Dichter des Herbstes

Ein letztes Eis am letzten Tag des Sommers. Den Sommer nochmals schmecken. Die erste Oktoberwoche bringt schon den ersten Schnee. Die Kühle des Herbstes umfängt uns. Bald schon hüllen wir uns in dicke Mäntel. Die fröhlichen Worte des Sommers verstummen. Wir verkleiden auch unsere Sommer-Worte. Die Dichter des Herbstes umhüllen sie mit Melancholie, mit Sentimentalität, mit Wehmut. In der Epoche des Barock thematisierten die Autoren vor allem herbstliche Themen wie Tod und Vergänglichkeit. In der impressionistischen Lyrik allerdings erscheinen wunderschöne und zauberhaft farbige Darstellungen des Herbstes. Als die grossen Dichter des Herbstes gelten Rainer Maria Rilke, Gottfried Keller, Georg Trakl, Theodor Fontane und Christian Morgenstern.
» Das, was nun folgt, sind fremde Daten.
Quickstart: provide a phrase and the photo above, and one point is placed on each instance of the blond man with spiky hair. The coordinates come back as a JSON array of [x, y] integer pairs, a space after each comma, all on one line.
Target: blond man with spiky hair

Mit „Wortverkleidung“ habe ich meine Herbstgedichte überschrieben, die ich vor Jahren in einem Gedichtband veröffentlichte. Wer selber Herbstgedichte verfassen möchte, dem stehen verschiedenste Aspekte dieser Jahreszeit zur Verfügung. Der Herbst verzaubert die Welt und macht aus ihr einen völlig neuen, einzigarten Ort. Für mich sind es die Worte, die sich im herbstlichen Gewand ganz anders anhören als noch im fröhlich-sommerlichen Kleid. „Wortverkleidung“ nennen sich meine Texte. Sie sollen den Betrachtenden womöglich nachdenklich stimmen darüber, was verkleidete Worte geben, aber auch nehmen können.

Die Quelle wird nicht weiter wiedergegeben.